Social democratic parties have been distinguished from liberal
capitalist parties primarily by their earlier identification with
socialism, by the remaining symbols of this identification, by their
current close association with the official unions, and by their
willingness to tolerate left wings which are more explicitly socialist.
These distinctions have often led left-wing socialists to consider
working within social democratic parties or giving them critical
support in elections. Attempts to radicalize social democratic parties
have been generally unsuccessful, even in times of crisis. Since World
War II, virtually every western European social democratic party has
participated in government coalitions with capitalist parties, thus
collaborating in the oppressive politics of the status quo.
State-Owned
Industry Under Social Democracy
We
know of no example in any way approaching workers’ self-management in
state- owned industry under social democratic regimes. Seymour Martin
Lipset, in his more radical days, commented about one of them:
The failure of the CCF [Canadian Commonwealth Federation in
Saskatchewan, the predecessor of the New Democratic Party] to make
innovations in the social structure of the factory has caused
resentment. A change in the formal ownership of industry does not end
the basic social frustration of the industrial worker if he feels he
[sic] is merely a puppet in a dictatorially controlled industry. Unless
socialist governments adopt methods that give workers a sense of
democratic participation… they may find, as the British and
Saskatchewan governments have, that they will be faced with as much
‘sabotage’ and ‘restriction of output’…as…in private, capitalist
enterprise. In fact, the sense of grievance of the worker in a plant
owned by a socialist government may be greater…since the worker’s
expectations are higher.
The
leadership of the New Democratic Party has resisted including
self-management in its program. The French SP mentioned it in the
pre-Mitterrand government period, but hardly at all after 1981.

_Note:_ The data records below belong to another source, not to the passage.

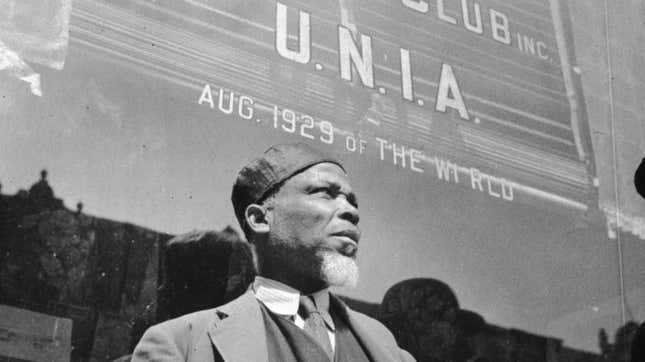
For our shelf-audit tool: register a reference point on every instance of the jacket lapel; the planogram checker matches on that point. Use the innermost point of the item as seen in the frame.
(371, 341)
(238, 332)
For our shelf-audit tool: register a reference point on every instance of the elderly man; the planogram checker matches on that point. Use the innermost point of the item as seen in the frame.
(296, 206)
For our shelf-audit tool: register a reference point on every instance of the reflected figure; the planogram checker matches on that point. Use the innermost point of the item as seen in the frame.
(425, 317)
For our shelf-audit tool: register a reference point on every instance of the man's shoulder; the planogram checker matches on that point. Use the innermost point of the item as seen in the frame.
(204, 317)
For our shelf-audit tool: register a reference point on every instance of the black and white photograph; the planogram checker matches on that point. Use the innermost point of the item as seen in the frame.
(329, 180)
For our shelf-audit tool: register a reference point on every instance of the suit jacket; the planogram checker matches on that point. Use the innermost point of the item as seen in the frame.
(235, 332)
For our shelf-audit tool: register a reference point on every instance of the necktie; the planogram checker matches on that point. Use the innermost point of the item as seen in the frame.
(315, 324)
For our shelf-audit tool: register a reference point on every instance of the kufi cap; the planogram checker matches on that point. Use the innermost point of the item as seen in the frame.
(277, 164)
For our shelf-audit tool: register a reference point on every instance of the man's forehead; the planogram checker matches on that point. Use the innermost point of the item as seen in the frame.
(324, 172)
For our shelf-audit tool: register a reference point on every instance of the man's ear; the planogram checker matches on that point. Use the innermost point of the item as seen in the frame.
(256, 218)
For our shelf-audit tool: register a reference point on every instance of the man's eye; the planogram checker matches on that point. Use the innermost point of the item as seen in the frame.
(322, 190)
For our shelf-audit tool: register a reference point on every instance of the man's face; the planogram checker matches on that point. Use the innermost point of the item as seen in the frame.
(314, 220)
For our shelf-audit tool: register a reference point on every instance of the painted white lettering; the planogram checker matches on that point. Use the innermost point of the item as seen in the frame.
(448, 85)
(443, 172)
(541, 48)
(362, 145)
(220, 103)
(499, 26)
(406, 75)
(529, 44)
(490, 180)
(245, 107)
(507, 190)
(441, 13)
(349, 55)
(382, 144)
(207, 96)
(476, 178)
(418, 5)
(350, 143)
(303, 55)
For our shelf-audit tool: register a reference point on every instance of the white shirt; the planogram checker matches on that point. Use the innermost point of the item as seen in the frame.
(284, 300)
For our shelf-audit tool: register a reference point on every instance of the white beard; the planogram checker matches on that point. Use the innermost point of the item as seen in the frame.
(338, 270)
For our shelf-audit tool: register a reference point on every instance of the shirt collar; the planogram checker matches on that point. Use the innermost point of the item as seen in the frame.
(282, 299)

Furthermore, “nationalization was carried out in a way that barely
altered the decision-making process within firms” (see Kesselman).
Thus
the very concept of socialism, as well as its theory, has been
undermined by social democratic practice. For example, the average
British worker has little conception of what we call democratic
socialism. The task of education for socialism is immense and is not
about to be undertaken by the Labor Party. When British workers were
faced with plant shut-downs in 1974, under the most recent Labor
government, even the idea of workers’ cooperatives to save jobs was not
readily thought of by most of the workers concerned, although it was
acceptable when proposed by activists. Workers’ self- management in any
form was hardly a part of their consciousness.
The
economic and political situation of the post-WW II period was conducive
to, or at least permissive of nationalization without intense class
struggles. The nationalization of various major industries and the
extension of the welfare state were accepted by conservative parties in
Norway, Sweden, Britain, New Zealand and France (see Lipset, page 270).
Under current economic conditions and tight budgets one would expect
that the resistance to nationalization and social reforms would be
greater, and their effectuation by a social democratic government quite
difficult.
Social
Democratic Governments in Britain
In Britain, Labor won victories in the elections of 1964 and 1966,
profiting from lackluster and discredited Conservative leadership. Yet
the Wilson government did almost everything to exclude socialism from
its official vocabulary, and its efforts from 1964 to 1970 mainly
consisted [in] a political holding operation that attempted to tide
Britain over a severe economic crisis. Wilson made haste toward
socialism very slowly, if indeed he could be said to have had any
direction whatever; his government provoked as much indifference as
hostility. Labor’s defeat in 1970 appeared to stem from a housewives’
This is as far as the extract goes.